Interview with Vicky in Lucca
Date of Interview: April 07, 2007
Area of Italy you live or will live in?
Let us know a little about yourself?
I am divorced with 24 year old twins. I work full-time as an IT>EN, FR>EN freelance translator. My daughter just graduated in math from the U. of Pisa and is starting a job in logistics in Madrid. My son works in the travel industry in Lucca, renting megavillas.
Why did you decide to move to Italy?
I spent my freshman year of high school in Florence, learned to speak Italian and really enjoyed living in Italy. I came back to Italy for a year with my ex-husband and lived a couple of km north of Ancona on the beach. When my kids were five, I found myself at a crossroads career-wise, and was having problems with my ex. So I decided to move here and starting looking for a job. It took around a year.
What type of process did you go through to be able to move here?
I was hired by an American company to work freelance here, so all I needed was a letter from them stating that they were employing me. I took all my stuff to the SF consulate and it took around a week to get a visa. I had to take my children's school records to another office for an official translation so that they could be enrolled in public school. It was a pretty painless process.
What problems did you run into during the initial process and how were you able to fix them ?
The only problem was that the company had not put some sort of stamp that the consulate wanted on my letter of employment. The company did not possess said stamp and thought the whole thing was rather humorous. Somehow they straightened it out.
How long have you been here?
Almost 19 years. I have lived in Lucca most of the time, but have recently relocated to Numana in the province of Ancona on the Adriatic. I am trying to decide if I want to move there permanently.
What type of adjustment problems have you had?
This is kind of hard to remember. Probably workwise. I didn't like what I was doing for the American company so I switched to teaching (I had gotten a TEFL before leaving as back-up). The first five years or so were tough in terms of income. The other thing would be the differences between being an American female and Italian female. It took a long time to get over the guilt of giving the kids PBJ sandwiches for lunch, or having a messy house. For a while I tried to keep up with my Italian friends who are married and don't work, but it was too much and I finally decided if they were going to talk about me for superficial things - tough!
What do you wish someone had told you before you made the leap?
I can't think of anything. Every situation is different and part of the fun is discovering things on your own.
What inside secret could you pass on to others looking to move over?

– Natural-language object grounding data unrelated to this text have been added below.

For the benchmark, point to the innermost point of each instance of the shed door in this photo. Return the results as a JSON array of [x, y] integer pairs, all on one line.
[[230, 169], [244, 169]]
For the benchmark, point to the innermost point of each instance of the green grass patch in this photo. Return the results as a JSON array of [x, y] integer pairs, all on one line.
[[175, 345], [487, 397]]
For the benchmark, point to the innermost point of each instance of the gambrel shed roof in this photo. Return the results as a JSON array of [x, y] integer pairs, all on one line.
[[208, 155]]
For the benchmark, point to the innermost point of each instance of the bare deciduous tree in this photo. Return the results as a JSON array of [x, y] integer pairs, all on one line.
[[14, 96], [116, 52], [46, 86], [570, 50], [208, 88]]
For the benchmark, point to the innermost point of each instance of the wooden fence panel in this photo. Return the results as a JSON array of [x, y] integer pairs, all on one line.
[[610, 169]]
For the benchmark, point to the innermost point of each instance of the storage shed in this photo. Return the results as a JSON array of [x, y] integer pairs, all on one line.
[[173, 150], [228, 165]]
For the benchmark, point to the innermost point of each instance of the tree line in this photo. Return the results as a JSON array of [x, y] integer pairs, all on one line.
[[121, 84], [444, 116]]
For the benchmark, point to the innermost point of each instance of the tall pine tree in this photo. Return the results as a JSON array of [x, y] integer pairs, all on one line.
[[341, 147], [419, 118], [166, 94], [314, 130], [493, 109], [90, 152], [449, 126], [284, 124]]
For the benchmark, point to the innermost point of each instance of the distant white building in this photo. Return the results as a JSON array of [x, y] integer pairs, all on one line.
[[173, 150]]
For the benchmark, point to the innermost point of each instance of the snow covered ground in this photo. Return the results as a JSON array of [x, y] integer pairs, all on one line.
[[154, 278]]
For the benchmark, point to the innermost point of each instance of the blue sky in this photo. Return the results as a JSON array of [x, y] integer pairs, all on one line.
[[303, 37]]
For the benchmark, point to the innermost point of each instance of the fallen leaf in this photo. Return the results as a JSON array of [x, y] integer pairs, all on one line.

Help with getting here: try all angles, read books, check out every possible website (I didn't have them). I found my job through a magazine my folks subscribed to called International Living. It was pretty simple, but I had done tons of research and talked to loads of people who had moved abroad to find out how they did it.
Do you have any disappointments, things you thought would happen but haven't for whatever reasons ?
I wouldn't have minded winning the lottery!
What has changed about you since you have been here ?
I am more relaxed and self-confident, but this is also an age-related factor. Probably more flexible too.
Do you think that you will stay forever?
I don't know, but I have been here for a long time. A lot will depend on what my children do, if they get married, or decide to live with someone here and have children, then I guess I will stay here forever.